Tuesday, June 9, 2009
An evening in Virginia with family
There was a moment when I was in college when everything seemed to be ahead of me. I remember it exactly. It was the Fall of my junior year at Washington and Lee. We played a football game that afternoon on Wilson Field. We lost. But it didn't matter that much; we lost a lot of games. My parents were at the game, up from Atlanta. My cousin Carolyn was with them. There may have been someone else; I don't remember. After the game, I showered and dressed and we drove down to Roanoke for supper. We ate at a steakhouse called the Black Angus. We sat at a table and they brought meat to our table and asked us how we wanted it cut, how much, which cut. That night, I got just what I wanted. A good meal. The pleasure of my family's company. The atmosphere was not special. It wasn't rich. It was nice and quiet and comfortable. Afterward, we left the restaurant and the lights of Roanoke, Virginia were lit against the mountains which surround it on all sides.

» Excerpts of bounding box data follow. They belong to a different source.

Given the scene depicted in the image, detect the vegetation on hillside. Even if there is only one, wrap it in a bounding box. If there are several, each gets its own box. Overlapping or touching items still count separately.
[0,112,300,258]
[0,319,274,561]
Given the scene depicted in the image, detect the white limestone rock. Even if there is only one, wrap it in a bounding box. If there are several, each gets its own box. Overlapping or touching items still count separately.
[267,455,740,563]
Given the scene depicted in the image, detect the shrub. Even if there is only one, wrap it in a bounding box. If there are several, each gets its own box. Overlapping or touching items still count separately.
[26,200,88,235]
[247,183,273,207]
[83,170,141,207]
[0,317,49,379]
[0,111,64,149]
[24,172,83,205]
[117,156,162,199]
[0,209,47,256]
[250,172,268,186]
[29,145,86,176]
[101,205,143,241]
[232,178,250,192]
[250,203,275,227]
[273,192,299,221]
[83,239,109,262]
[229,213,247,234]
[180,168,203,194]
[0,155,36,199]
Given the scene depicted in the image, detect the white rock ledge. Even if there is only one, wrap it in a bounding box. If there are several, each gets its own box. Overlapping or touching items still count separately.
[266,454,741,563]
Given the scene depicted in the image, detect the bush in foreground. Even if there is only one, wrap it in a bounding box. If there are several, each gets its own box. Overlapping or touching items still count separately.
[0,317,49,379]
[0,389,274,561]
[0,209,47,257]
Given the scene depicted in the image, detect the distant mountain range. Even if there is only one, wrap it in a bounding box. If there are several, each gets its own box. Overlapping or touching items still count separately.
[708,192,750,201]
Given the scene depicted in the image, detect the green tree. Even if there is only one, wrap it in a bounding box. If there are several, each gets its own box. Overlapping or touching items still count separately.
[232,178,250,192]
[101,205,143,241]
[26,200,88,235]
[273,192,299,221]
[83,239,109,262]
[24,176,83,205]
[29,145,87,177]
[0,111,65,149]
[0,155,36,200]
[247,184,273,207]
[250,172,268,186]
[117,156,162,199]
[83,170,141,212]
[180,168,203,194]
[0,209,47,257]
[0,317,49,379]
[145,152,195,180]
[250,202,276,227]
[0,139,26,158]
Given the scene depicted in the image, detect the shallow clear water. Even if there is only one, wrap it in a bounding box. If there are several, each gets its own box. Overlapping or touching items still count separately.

Headlights passed and broke to our right and left and ahead of us and behind us. The stars of the Autumn evening broke above our heads as my father's car headed back to Lexington. In the bright moonlight, you could see the Blue Ridge as the mountains rose and fell and the rivers and streams passed beneath and beside the bridges on the interstate highway. As we got closer to Lexington, the only lights were the stars and the planets and the moon. But it was so bright that it could have been early morning and the coming of the morning sun. That night, I went back to my apartment and my family returned to their motel rooms, but I don't think I have ever felt so safe and in touch with my powers as if I were standing on some precipice seeing the kingdom that I would inherit spread out before me. I don't think I have ever felt the love and confidence and the grace and power of a setting as much as I felt it that evening. If I could just feel that way again, someday, some where. Those moments pass us so quickly, replaced with other days and nights and dreams.